Debunking the Top Five Myths About Heart Disease
Feb 13 • 2015
Many of the most common beliefs about heart disease are actually misconceptions. Not knowing the facts can be dangerous for your health. We listed the top five myths about heart disease and the truth behind them.
- Heart disease and its risk factors don’t impact me until I’m older. The truth is, your early lifestyle impacts your risk for heart disease later on in life. For example, a poor diet now could lead to clogged arteries later. Obesity and diabetes are major risk factors for heart disease, and these are becoming more present in young people. Additionally, you should begin getting your cholesterol checked as young
as age 20.
- My family has a history of heart disease, so there’s nothing I can do. While it is true that having a family history of heart disease puts you at greater risk, it doesn’t mean that there aren’t other risk factors you can address. Integrate exercise into your lifestyle, control your cholesterol, quit smoking, eat a healthy diet, manage your blood pressure, stay at a healthy weight, and keep your blood sugar at
healthy levels to minimize your chances of developing heart disease.

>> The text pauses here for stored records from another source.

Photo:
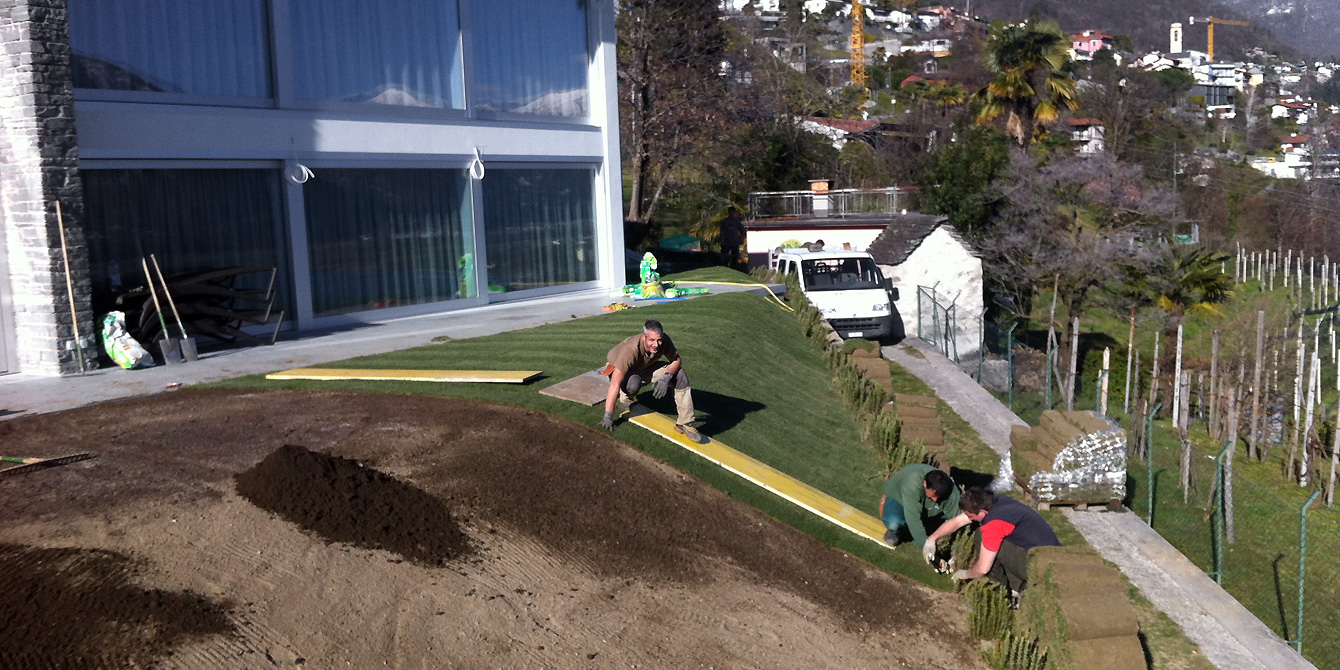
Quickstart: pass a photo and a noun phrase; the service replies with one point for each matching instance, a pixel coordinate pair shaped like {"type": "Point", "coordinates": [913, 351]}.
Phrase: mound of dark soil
{"type": "Point", "coordinates": [78, 609]}
{"type": "Point", "coordinates": [345, 501]}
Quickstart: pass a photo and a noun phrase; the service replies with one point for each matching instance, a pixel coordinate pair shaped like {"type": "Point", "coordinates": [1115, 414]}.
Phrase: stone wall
{"type": "Point", "coordinates": [38, 168]}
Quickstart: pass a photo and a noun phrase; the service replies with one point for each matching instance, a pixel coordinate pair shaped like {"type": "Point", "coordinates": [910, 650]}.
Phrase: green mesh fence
{"type": "Point", "coordinates": [1258, 547]}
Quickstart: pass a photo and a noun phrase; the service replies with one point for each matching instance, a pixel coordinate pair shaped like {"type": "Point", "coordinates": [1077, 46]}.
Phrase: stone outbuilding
{"type": "Point", "coordinates": [938, 276]}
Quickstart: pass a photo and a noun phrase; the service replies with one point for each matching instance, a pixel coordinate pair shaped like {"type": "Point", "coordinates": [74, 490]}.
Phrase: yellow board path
{"type": "Point", "coordinates": [771, 479]}
{"type": "Point", "coordinates": [331, 374]}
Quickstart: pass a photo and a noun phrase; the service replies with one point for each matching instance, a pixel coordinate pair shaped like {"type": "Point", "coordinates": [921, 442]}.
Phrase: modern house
{"type": "Point", "coordinates": [387, 158]}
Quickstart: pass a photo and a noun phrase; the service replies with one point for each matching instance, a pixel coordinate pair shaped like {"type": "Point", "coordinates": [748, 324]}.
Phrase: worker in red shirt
{"type": "Point", "coordinates": [1009, 529]}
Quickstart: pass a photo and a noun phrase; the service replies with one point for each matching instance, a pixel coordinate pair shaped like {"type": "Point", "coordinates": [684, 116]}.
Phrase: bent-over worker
{"type": "Point", "coordinates": [637, 361]}
{"type": "Point", "coordinates": [913, 496]}
{"type": "Point", "coordinates": [1009, 531]}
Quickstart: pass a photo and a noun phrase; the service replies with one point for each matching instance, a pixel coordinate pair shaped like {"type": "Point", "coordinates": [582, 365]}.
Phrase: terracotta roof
{"type": "Point", "coordinates": [905, 235]}
{"type": "Point", "coordinates": [844, 125]}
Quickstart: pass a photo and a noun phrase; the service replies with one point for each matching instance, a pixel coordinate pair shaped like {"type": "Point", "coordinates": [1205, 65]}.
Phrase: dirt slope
{"type": "Point", "coordinates": [576, 551]}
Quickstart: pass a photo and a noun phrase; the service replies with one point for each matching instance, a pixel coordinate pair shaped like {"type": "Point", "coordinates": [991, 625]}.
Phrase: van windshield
{"type": "Point", "coordinates": [839, 274]}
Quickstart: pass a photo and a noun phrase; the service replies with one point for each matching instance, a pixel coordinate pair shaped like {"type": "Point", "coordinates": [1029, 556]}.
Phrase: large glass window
{"type": "Point", "coordinates": [192, 220]}
{"type": "Point", "coordinates": [170, 46]}
{"type": "Point", "coordinates": [387, 237]}
{"type": "Point", "coordinates": [390, 52]}
{"type": "Point", "coordinates": [539, 228]}
{"type": "Point", "coordinates": [529, 56]}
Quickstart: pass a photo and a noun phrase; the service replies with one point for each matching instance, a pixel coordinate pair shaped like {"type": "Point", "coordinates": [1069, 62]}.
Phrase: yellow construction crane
{"type": "Point", "coordinates": [1212, 22]}
{"type": "Point", "coordinates": [858, 44]}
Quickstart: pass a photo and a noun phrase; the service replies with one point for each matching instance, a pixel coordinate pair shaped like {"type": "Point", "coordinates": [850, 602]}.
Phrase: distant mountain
{"type": "Point", "coordinates": [1147, 22]}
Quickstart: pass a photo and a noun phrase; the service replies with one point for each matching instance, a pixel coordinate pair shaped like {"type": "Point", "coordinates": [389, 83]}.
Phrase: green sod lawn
{"type": "Point", "coordinates": [759, 386]}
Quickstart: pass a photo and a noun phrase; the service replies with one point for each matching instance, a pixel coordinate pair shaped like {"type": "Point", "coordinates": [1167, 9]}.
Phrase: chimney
{"type": "Point", "coordinates": [819, 198]}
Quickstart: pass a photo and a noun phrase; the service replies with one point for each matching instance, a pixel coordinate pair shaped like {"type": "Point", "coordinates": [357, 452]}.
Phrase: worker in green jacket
{"type": "Point", "coordinates": [914, 496]}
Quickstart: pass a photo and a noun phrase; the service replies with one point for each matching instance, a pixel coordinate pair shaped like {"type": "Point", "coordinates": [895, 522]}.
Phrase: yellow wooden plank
{"type": "Point", "coordinates": [408, 375]}
{"type": "Point", "coordinates": [771, 479]}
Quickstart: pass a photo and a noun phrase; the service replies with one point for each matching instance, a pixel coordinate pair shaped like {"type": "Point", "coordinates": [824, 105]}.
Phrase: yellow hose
{"type": "Point", "coordinates": [784, 306]}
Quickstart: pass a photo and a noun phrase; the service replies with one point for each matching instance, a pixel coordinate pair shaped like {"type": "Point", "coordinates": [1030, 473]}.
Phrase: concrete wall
{"type": "Point", "coordinates": [944, 263]}
{"type": "Point", "coordinates": [39, 168]}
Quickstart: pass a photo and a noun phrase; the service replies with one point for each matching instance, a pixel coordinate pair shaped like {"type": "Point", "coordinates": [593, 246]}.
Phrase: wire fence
{"type": "Point", "coordinates": [1246, 535]}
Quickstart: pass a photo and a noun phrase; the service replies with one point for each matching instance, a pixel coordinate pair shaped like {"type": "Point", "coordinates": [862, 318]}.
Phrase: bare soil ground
{"type": "Point", "coordinates": [414, 532]}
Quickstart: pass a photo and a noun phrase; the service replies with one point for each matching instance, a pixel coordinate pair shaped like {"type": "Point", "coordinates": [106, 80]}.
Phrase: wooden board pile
{"type": "Point", "coordinates": [1079, 609]}
{"type": "Point", "coordinates": [1072, 457]}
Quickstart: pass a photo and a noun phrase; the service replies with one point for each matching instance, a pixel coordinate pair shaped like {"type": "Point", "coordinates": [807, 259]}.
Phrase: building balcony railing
{"type": "Point", "coordinates": [834, 204]}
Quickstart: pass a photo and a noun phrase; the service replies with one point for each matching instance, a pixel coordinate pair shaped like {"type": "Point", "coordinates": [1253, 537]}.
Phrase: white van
{"type": "Point", "coordinates": [846, 286]}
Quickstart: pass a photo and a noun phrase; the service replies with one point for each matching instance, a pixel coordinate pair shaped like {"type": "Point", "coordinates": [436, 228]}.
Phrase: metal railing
{"type": "Point", "coordinates": [836, 204]}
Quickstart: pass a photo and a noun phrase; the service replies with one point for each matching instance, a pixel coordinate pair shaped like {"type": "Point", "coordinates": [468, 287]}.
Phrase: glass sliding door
{"type": "Point", "coordinates": [402, 52]}
{"type": "Point", "coordinates": [387, 237]}
{"type": "Point", "coordinates": [217, 48]}
{"type": "Point", "coordinates": [539, 227]}
{"type": "Point", "coordinates": [529, 56]}
{"type": "Point", "coordinates": [190, 219]}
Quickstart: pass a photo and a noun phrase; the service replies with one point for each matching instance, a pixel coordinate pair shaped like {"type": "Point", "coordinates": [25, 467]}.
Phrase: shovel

- I don’t have any warning signs of high blood pressure, so I must be fine. This is an especially dangerous misconception for many people. The truth is, high blood pressure is often referred to as the silent killer because most people do not realize that they are suffering from it. You may not ever experience any symptoms, so it is important to get a blood pressure test regularly.
- If I’m having a heart attack, I’ll know because I’ll feel pain in my chest. This common belief is not necessarily true. While chest pain is common, there are many other smaller symptoms you should be aware of. Look out for shortness of breath, feelings of lightheadedness, nausea, and pain or discomfort in your arms, neck, back, or jaw. If you are experiencing any of these symptoms, it is important to call 9-1-1 immediately.
- I’ve had a heart attack, so I need to avoid exercise. In reality, you should be doing the opposite. After a heart attack, it is important to get moving with a fitness plan that your doctor has approved. People who are physically active and make other heart-healthy choices after a heart attack are more likely to live longer than people who don’t. Activity should not be too intense, so speak with your doctor to develop a
plan that works best for your needs.